Estimates for Public Services 2014
Vote 11 - Department of Public Expenditure and Reform (Revised)
Vote 12 - Superannuation and Retired Allowances (Revised)
Vote 14 - State Laboratory (Revised)
Vote 16 - Valuation Office (Revised)
Vote 17 - Public Appointments Service (Revised)
Vote 18 - Shared Services (Revised)
Vote 19 - Office of the Ombudsman (Revised)
Vote 41 - Office of Government Procurement (Revised)

5:10 pm

Photo of Brendan HowlinBrendan Howlin (Wexford, Labour) | Oireachtas source

I do not want to indicate that there is going to be a great relaxation of numbers. However, I want, through rational discussion as we improve our capacity, to look at real pressure points and relieve them. I am not aware of any chaos in the public service. Will the Deputy tell me of this chaos of which she has discerned?

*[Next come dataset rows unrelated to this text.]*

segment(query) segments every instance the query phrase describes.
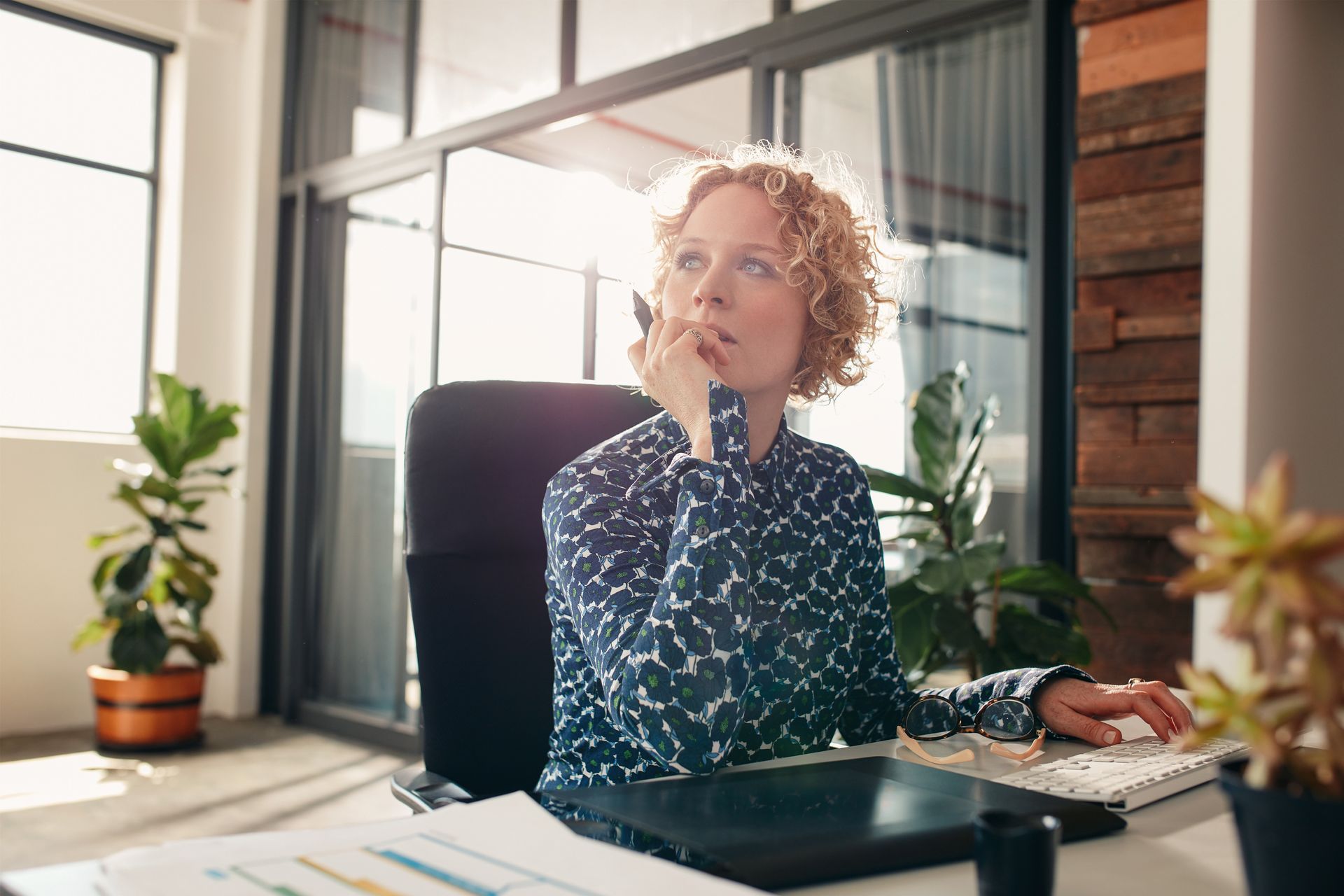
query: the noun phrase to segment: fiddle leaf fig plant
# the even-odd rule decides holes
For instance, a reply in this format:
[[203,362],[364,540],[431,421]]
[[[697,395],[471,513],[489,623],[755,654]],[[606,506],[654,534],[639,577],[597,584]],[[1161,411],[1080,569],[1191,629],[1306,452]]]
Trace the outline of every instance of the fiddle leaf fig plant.
[[[1111,622],[1091,590],[1062,567],[1004,566],[1004,535],[978,532],[993,498],[993,474],[981,451],[1001,406],[996,395],[985,399],[962,438],[969,377],[962,361],[913,396],[918,481],[864,467],[875,492],[903,498],[900,508],[878,516],[900,517],[898,541],[917,553],[914,574],[887,588],[896,649],[911,685],[950,662],[964,665],[972,678],[1020,666],[1082,665],[1091,660],[1091,649],[1078,602],[1093,604]],[[1009,594],[1058,607],[1063,618],[1004,600]],[[988,621],[984,630],[981,617]]]
[[[1192,489],[1200,523],[1172,531],[1172,544],[1196,566],[1168,592],[1227,591],[1223,633],[1250,647],[1250,668],[1235,685],[1177,664],[1204,711],[1184,743],[1236,735],[1250,747],[1251,787],[1344,799],[1344,587],[1322,568],[1344,553],[1344,516],[1289,512],[1292,478],[1288,458],[1275,454],[1243,510]],[[1325,735],[1325,748],[1296,750],[1310,727]]]
[[199,388],[187,388],[168,373],[156,377],[156,410],[132,418],[140,443],[153,463],[117,459],[112,467],[126,478],[112,498],[137,517],[129,525],[89,537],[90,548],[118,544],[93,571],[101,613],[75,634],[81,650],[112,637],[112,664],[130,673],[159,672],[173,646],[200,665],[219,662],[219,645],[200,625],[219,574],[214,560],[188,544],[204,532],[195,514],[212,493],[231,493],[233,466],[210,466],[206,458],[238,435],[237,404],[211,406]]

The outturn numbers for the end of 2013 are 288,840. The overall target for this year is 287,000. That is the same target we set for last year. It means we have some flexibility. If one looks at the age profile of civil and public servants, because we have not been recruiting, a significant number of people are retiring. This gives us opportunities to recruit in a structured way. Towards the end of last year, I asked my Cabinet colleagues to look not only at their own Departments but agencies under their remit to see if there are surplus staff. There are some areas with surplus staff with other areas under pressure. This would allow us to offer redeployment, under the terms of the Haddington Road agreement, or voluntary redundancy schemes in those areas where redeployment does not suit.

We have had considerable redeployment in many areas. This morning on radio, I gave the example of where we needed more people working in the Garda vetting unit in Tipperary but there were surplus staff in the Department of Agriculture, Food and the Marine office in the same county. We transferred staff from the latter to the former on a voluntary basis. Similarly, we moved surplus public servants from Tralee to a payroll centre in Killarney in order that they could be redeployed in their own county.

I have a slightly more relaxed focus on numbers but, obviously, we need to reach our targets in moneys rather than numbers. Ministers, as well as many Deputies, have repeatedly told me that the crudeness of a recruitment moratorium is often not good policy. For instance, someone senior who retires could actually be better replaced by two more junior people. However, that would run foul of the numbers issue but not of the pay savings issue. That is the flexibility I am trying to manage now. There is a little more flexibility as we emerge from the critical phase of restoring our public finances.